Attendees have been banned from asking questions about antisemitism or Israel at an event with John McDonnell tonight in support of a member of the far-left JVL group.

Audience members have been told which specific issues they are allowed to ask questions at an event John McDonnell is due to address tonight, with antisemitism and Israel not included.

The event is in support of Jenny Manson, Chair of Jewish Voice for Labour (JVL), who is seeking selection as the Labour candidate for the seat of Finchley and Golders Green. The JVL are a controversial group whose members have been accused of holocaust revisionism and denying the extent of antisemitism. They have given platforms in the past to figures like Tony Greenstein, who was expelled from the Labour Party after repeatedly using the antisemitic slur “zio” and accusing Jewish MP Louise Ellman of “supporting Israeli child abuse.”

Manson herself has previously appeared to deny seeing antisemitism in either the Labour Party or Britain, telling the Jewish Chronicle in June:

“I think if we had very solid information that said there was antisemitism in the country and in the Labour party then it should be very big story. There might be very serious evidence. But I haven’t seen any of it.”

She also gave testimony in support of Ken Livingstone at the former Mayor of London’s disciplinary hearing. She reportedly told the panel that it was “true” that Hitler supported Zionism, that Naz Shah’s Facebook post suggesting relocating Israel to the USA was “quite funny.” She also called for more freedom of speech on “Israel and the Jews.”

An email seen by The Red Roar was sent to those who had signed up to attend tonight’s event on Monday, telling attendees which issues to ask questions on, with antisemitism and the Israel-Palestine conflict not included. The email read:

“The facilitator will only be able to allow questions on the topics discussed on stage or additional related topics. We might be able to make some exceptions, but in general the event is meant to cover a variety of domestic Labour policy issues directly related to the economy, the financial crash, resulting austerity measures, housing, poverty, the justice system, privatisation and nationalisation, taxation / government revenue, social care provision, etc. If these topics are of no interest to you then we don’t want you to come all the way and feel disappointed.”

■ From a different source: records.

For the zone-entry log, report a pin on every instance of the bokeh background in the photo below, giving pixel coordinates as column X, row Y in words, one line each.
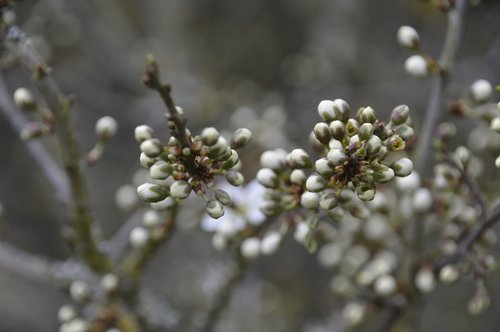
column 264, row 64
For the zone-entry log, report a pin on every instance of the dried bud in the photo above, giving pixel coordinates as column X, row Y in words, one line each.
column 24, row 99
column 400, row 114
column 408, row 37
column 151, row 147
column 150, row 192
column 180, row 189
column 143, row 133
column 481, row 91
column 209, row 136
column 215, row 209
column 106, row 127
column 240, row 138
column 267, row 178
column 402, row 167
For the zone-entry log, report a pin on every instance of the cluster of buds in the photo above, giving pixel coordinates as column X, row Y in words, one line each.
column 353, row 157
column 178, row 170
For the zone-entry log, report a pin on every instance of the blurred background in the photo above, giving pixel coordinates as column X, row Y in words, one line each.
column 261, row 64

McDonnell has faced criticism for his decision to support Manson’s campaign, but has defended his appearance, telling Politics Home, “Jenny is a good friend and I am fulfilling a longstanding commitment I gave her to offer her my support in seeking selection as a candidate.”

The event attracted further controversy after journalists were initially denied entry to the event, including The Jewish News and Jewish Chronicle, although the organisers have now performed a U-turn on the issue. This morning it also emerged that several people with “Jewish-sounding names” have had their tickets for the event cancelled, according to senior member of the Jewish Labour Movement, Adam Langleben. Human rights barrister, Adam Wagner, has suggested the cancellation of tickets could be a breach of equality law.